WATCH! Elon Musk led Starlink satellites burn up in the sky after solar storm strike- video
You can actually watch a video of solar storm impact on Elon Musk led Starlink satellites burning up in the sky. They were hit by the geomagnetic storm from our Sun.
Space is awesome to behold, but it is also full of nasty surprises. That is exactly what Elon Musk got- a nasty surprise from a solar storm that knocked out a huge number of his newly launched Starlink satellites and caused them to burn in the sky. A video has surfaced online showing SpaceX satellites burning up in Earth's atmosphere. The satellites were hit by a geomagnetic storm which knocked them out of orbit, after which they started to burn in Earth's atmosphere. Because of this, Elon Musk's space venture SpaceX lost dozens of satellites to a storm. As per a report by The Sun, "The dramatic video shows space debris streaking across the night sky like comets over Puerto Rico."

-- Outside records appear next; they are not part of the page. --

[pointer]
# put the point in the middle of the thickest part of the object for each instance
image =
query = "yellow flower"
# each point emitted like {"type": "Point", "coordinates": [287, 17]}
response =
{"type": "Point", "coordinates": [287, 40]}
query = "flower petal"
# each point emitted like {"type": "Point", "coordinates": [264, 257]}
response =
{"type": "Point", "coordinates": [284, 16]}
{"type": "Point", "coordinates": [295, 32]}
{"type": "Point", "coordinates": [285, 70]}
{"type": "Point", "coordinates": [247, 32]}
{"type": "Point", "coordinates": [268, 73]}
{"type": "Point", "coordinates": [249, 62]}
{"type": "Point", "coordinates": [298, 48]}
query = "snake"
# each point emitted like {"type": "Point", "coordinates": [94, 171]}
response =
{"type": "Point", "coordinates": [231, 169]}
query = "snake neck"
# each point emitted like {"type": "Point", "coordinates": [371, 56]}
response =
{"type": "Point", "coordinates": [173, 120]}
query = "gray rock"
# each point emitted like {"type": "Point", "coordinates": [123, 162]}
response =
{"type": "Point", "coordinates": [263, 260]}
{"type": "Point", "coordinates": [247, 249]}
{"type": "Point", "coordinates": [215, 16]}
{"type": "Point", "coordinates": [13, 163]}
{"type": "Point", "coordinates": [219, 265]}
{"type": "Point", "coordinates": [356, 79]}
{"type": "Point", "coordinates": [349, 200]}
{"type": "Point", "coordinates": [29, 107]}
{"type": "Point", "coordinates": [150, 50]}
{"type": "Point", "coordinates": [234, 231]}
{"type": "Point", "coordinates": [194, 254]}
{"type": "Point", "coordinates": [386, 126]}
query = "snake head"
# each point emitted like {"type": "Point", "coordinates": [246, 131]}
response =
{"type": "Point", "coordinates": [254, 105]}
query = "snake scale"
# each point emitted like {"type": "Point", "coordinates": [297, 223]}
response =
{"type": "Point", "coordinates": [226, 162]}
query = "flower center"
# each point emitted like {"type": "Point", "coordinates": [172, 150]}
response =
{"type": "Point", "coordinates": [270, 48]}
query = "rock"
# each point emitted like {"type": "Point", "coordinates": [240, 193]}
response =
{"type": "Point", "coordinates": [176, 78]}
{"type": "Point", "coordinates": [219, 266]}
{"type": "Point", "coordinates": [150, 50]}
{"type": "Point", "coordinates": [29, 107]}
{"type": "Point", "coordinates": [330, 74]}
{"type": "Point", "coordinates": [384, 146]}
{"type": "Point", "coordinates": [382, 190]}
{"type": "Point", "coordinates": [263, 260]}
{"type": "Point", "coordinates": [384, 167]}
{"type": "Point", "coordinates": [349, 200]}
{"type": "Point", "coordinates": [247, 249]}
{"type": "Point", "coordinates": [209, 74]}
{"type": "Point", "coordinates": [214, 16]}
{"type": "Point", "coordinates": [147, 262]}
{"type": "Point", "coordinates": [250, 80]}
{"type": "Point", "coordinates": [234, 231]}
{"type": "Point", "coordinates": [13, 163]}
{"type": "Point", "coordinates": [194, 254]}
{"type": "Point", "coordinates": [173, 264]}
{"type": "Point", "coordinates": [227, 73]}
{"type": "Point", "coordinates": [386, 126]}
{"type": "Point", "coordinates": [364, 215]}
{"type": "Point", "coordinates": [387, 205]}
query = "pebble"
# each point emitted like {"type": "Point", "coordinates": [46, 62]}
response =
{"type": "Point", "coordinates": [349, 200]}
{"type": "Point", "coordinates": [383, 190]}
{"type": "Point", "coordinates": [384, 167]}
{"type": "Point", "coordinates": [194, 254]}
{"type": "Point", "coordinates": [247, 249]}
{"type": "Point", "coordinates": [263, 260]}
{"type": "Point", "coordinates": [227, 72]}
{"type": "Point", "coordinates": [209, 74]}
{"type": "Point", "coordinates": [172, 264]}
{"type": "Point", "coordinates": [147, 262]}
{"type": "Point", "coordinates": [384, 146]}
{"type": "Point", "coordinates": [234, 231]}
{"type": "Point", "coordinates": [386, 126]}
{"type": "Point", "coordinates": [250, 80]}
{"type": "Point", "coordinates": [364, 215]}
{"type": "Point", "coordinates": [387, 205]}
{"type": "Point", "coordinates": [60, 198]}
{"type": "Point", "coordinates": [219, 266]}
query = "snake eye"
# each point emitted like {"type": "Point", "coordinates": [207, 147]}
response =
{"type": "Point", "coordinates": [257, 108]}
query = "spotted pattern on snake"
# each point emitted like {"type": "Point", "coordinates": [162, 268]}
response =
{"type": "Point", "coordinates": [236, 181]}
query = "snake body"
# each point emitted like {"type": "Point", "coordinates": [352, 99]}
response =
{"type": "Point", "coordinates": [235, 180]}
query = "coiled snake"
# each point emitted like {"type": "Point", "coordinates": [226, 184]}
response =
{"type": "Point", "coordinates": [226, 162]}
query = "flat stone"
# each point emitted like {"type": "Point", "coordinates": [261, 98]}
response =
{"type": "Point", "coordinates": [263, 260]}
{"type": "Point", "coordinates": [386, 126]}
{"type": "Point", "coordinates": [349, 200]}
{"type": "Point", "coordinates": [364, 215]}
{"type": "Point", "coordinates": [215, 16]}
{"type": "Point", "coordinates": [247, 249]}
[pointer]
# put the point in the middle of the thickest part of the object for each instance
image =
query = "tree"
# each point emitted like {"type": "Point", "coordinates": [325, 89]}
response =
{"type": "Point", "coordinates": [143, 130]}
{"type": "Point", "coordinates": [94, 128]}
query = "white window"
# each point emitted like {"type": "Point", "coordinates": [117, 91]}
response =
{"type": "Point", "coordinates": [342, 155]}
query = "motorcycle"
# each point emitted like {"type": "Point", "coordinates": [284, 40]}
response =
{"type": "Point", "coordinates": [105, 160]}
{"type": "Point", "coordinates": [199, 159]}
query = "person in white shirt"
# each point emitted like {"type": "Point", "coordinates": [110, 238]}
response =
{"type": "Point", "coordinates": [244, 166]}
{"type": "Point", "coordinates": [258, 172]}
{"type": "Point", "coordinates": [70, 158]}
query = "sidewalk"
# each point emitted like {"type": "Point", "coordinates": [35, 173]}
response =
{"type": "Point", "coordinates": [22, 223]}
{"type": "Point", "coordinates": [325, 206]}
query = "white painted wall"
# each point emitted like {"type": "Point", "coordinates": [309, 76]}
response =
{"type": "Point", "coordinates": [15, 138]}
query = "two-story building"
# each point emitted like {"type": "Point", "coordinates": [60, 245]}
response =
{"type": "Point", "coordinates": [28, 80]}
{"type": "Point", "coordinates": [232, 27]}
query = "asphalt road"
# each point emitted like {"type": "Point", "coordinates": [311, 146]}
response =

A Falcon 9 rocket was launched on February 3 with 49 new Starlink satellites, designated as group G4-7. And soon after the launch, a geomagnetic storm struck Earth's atmosphere, stopping 40 of the satellites from reaching their final orbit. Since they could not do that, they fell back towards Earth and were destroyed by the re-entry. The video of at least one Starlink satellite breaking apart on re-entry was captured by cameras operated by Sociedad de Astronomia del Caribe, a Puerto Rican non-profit organisation. The clipping was recorded on February 7 and is as long as three minutes.
"One clue is that the orbital plane of this launch was over Puerto Rico near the time of the event, and the direction of movement (SW-NE) matches it," Langbroek wrote Wednesday, as quoted by The Sun.
"To get even more certainty, I did some astrometry on the footage and fitted a rough circular orbit to the measured positions. The rough orbital fit I get – I measured three fragments – yield[s] orbital inclinations in the range of 54-56 degrees: Starlink satellites are in 53.2-degree inclined orbits. This is close enough (given the error margin) to conclude that the reentering object fits with the Starlink orbital plane," he added.
As many as 40 of the 49 Starlink were hit by a geomagnetic storm. The affected satellites re-entered the Earth's atmosphere, or are on track to do so, burning up in the process, the company said. That means no orbital debris is created and no parts fall to the ground, SpaceX said.
SpaceX said the solar storm increased the temperature and density of the atmosphere, and was so severe that the drag on the satellites was 50 percent higher than in previous launches. The company added that efforts to save the satellites by flying them “edge-on" like a sheet of paper -- to avoid the worst of the storm -- failed.
It can be noted that a geomagnetic storm is a major disturbance of Earth's magnetosphere that occurs when there is a very efficient exchange of energy from the solar wind into the space environment surrounding Earth, according to Space Weather Prediction Center, NASA. The geomagnetic storm is triggered by an ejection of CME (coronal mass ejection) from the Sun that is creates a disturbance in Earth atmosphere when it hits.
These solar storms result from variations in the solar wind that produce major changes in the currents, plasmas, and fields in Earth's magnetosphere. They can disrupt satellites and in extreme cases mess with GPS systems and even shut down power grids.